Есть еще «во-вторых». Растиражировав себя среди всех, Дон лишился своего главного инструмента, которым он пользовался в борьбе с моторолами, – чужих языков, чужих глаз, чужой памяти, той рассеянной по многим сознаниям информации, которую следовало бы мотороле скрывать, но по всяким объективным причинам принципиально не получалось.
Помимо хитроумных, многоходовых операций, прославивших Дона, сделавших его особо опасным преступником в глазах надынтеллекторного сообщества, главнейшей составляющей его мастерства было умение вытягивать эту информацию о слабых сторонах и расположении жизненных центров конкретного моторолы из бесед со множеством не связанных между собой людей.
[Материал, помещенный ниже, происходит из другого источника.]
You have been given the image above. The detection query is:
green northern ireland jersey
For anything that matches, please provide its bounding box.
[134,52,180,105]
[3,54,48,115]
Сопоставляя потом разрозненные, ничего на первый взгляд не значащие подробности, он умудрялся (сам порой не понимая, каким образом) сделать вывод о том, какое воздействие на моторолу окажется наиболее действенным, какого «кабальеро данутсе» этому данному конкретному мотороле следует подложить.
Оставались, правда, пучеры, но они с Доном в большинстве своем не хотели иметь никакого дела и скрывались от него точно так же, как и от камрадов. Камрады давили их террором, доны, пусть и во вред себе, презирали их, почитали за предателей, никак у них не получалось общение. Вот почему, я думаю, Дон так мало преуспел в уничтожении стопарижского моторолы. Это если оставить за скобками сумасшествие моторолы.
Сделав это маленькое и, может быть, не такое уж необходимое отступление, мы возвращаемся к Дону, сидящему напротив своих четырех ближайших сподвижников, отчеркнутому от них узким барьером собеседывательного стола, отбивающемуся, нападающему, утешающему и принимающему утешения. Витанова, что и говорить, сложная личность – преданный друг, превосходный воин, мечтающий как можно скорей сбагрить Дона Кублаху и занять его место, – он изменился немного после гибели старика Теодора Глясса, он словно бы принял от Глясса что-то вроде наследства, наследства, от которого не мог отказаться и с которым не знал, что делать; подобно Гляссу, он стал вечным оппонентом Дона, но оппонентом только для того, чтобы оппонировать и хотя бы этим оправдать получение неожиданного наследства. Глясса он любил и немного тосковал без него.
– Этот твой Кублах, – сказал Витанова. – Он ставит точку. Не сегодня-завтра твое время кончится. Мы останемся без тебя. Нам все это расхлебывать – то, что ты заварил. Не мешай хоть сейчас своими ценными, никому не нужными указаниями. Мы сами доны. Очень жаль, что так получилось, но…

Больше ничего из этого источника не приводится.